Alice Howland, a psychology professor at Harvard University, has had a remarkable career and anticipates a promising future. The mother of three adult children, she is married to John, a scientist, also employed at Harvard. She is only fifty years old when she begins having “memory” issues. She thinks she might be starting menopause, as her online search suggests some of the same symptoms she has been experiencing. But then one day, Alice gets lost while running in an area that is completely familiar to her, and the fright compels her to seek medical attention.

But when Alice goes to her doctor, and then is sent to other physicians for more tests, she soon learns that she has Early Onset Alzheimer’s Disease.

Still Alice is a compelling, emotional, and enlightening story that reveals through her perspective the deterioration that ensues in the months after her diagnosis; we begin to see the occasional lapses that turn Alice into someone who does not recognize her family, friends, or colleagues.
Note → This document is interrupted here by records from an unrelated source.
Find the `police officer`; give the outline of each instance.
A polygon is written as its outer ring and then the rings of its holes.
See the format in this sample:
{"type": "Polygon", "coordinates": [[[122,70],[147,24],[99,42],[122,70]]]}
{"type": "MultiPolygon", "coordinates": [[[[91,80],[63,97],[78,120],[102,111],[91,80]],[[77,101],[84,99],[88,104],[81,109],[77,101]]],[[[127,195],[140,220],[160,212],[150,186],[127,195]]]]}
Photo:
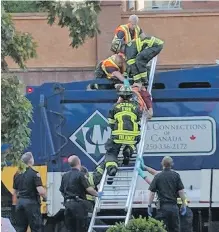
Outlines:
{"type": "MultiPolygon", "coordinates": [[[[123,150],[123,164],[127,165],[135,146],[140,141],[140,120],[142,112],[139,105],[132,101],[132,89],[122,86],[118,92],[122,102],[116,103],[109,112],[108,122],[112,129],[110,139],[107,141],[105,163],[109,176],[115,176],[118,167],[118,155],[123,150]]],[[[113,178],[107,183],[112,184],[113,178]]]]}
{"type": "Polygon", "coordinates": [[[28,225],[32,232],[42,231],[42,215],[40,212],[40,196],[46,198],[40,174],[35,171],[34,158],[31,152],[22,155],[26,171],[14,176],[14,194],[17,195],[16,231],[26,232],[28,225]]]}
{"type": "Polygon", "coordinates": [[[180,232],[177,197],[182,199],[181,215],[186,214],[184,186],[178,173],[171,170],[173,160],[166,156],[162,160],[163,171],[157,173],[149,187],[148,215],[152,216],[151,204],[158,194],[156,219],[163,220],[169,232],[180,232]]]}
{"type": "MultiPolygon", "coordinates": [[[[101,163],[99,166],[97,166],[94,170],[94,172],[88,172],[87,168],[82,166],[81,167],[81,172],[85,174],[86,178],[88,179],[89,184],[91,185],[91,187],[93,187],[96,191],[97,191],[97,186],[100,183],[102,176],[103,176],[103,172],[104,172],[104,162],[101,163]]],[[[87,227],[89,227],[90,224],[90,219],[92,217],[93,214],[93,209],[94,209],[94,204],[95,204],[95,197],[87,194],[86,195],[87,198],[87,209],[88,209],[88,221],[87,221],[87,227]]],[[[105,225],[103,223],[103,221],[101,221],[100,219],[96,219],[96,224],[98,225],[105,225]]],[[[96,232],[98,231],[102,231],[101,229],[95,229],[96,232]]]]}
{"type": "Polygon", "coordinates": [[[72,169],[63,175],[59,189],[64,197],[65,224],[69,231],[86,232],[86,192],[96,197],[102,193],[97,193],[90,186],[81,172],[81,161],[76,155],[70,156],[68,163],[72,169]]]}
{"type": "MultiPolygon", "coordinates": [[[[182,200],[181,198],[177,199],[177,204],[181,208],[182,200]]],[[[180,214],[180,232],[193,232],[193,212],[188,206],[187,199],[185,200],[186,204],[186,213],[185,215],[180,214]]]]}

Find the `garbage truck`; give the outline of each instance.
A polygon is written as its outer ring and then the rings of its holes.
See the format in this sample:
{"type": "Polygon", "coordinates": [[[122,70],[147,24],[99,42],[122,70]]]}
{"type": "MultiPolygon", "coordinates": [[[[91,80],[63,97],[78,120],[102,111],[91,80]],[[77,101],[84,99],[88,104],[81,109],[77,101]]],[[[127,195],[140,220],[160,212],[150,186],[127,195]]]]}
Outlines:
{"type": "MultiPolygon", "coordinates": [[[[33,105],[28,151],[33,153],[35,169],[47,188],[47,203],[42,202],[41,209],[51,231],[61,231],[57,229],[63,220],[59,187],[62,174],[70,169],[68,157],[78,155],[89,171],[104,160],[104,144],[111,134],[107,116],[118,96],[114,89],[89,89],[101,81],[44,83],[26,88],[33,105]]],[[[173,158],[198,231],[207,227],[209,212],[213,221],[219,221],[219,66],[157,72],[152,97],[154,117],[143,138],[144,162],[161,170],[162,158],[173,158]]],[[[15,172],[16,167],[10,166],[2,171],[4,194],[9,198],[15,172]]],[[[119,195],[123,190],[115,191],[119,195]]],[[[147,203],[148,185],[139,177],[133,214],[146,216],[147,203]]],[[[105,211],[117,210],[114,206],[109,205],[105,211]]]]}

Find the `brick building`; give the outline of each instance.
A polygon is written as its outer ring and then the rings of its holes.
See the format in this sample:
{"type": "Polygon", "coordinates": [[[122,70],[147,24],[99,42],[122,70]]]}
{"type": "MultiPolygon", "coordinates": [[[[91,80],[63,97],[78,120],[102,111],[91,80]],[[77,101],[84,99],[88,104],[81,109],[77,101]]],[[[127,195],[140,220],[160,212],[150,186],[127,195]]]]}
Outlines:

By the time this has happened, of course, Alice has left her teaching position. The medications that seemingly halt the progress of the disease, allowing for occasional almost “normal” moments, are unable to change the grim outcome.

What I enjoyed most in this tale was how the reader can seemingly get inside Alice’s head, see life through her eyes, and feel what she is feeling.

Despite the tragedy of watching Alice lose pieces of herself over the course of the story, a core of Alice remains. Her emotions show through, reminding us that she remains. And there is a kind of triumph that her spirit is still very much present. A story that will touch anyone who can relate to family connections and the strength of those bonds. 5 stars.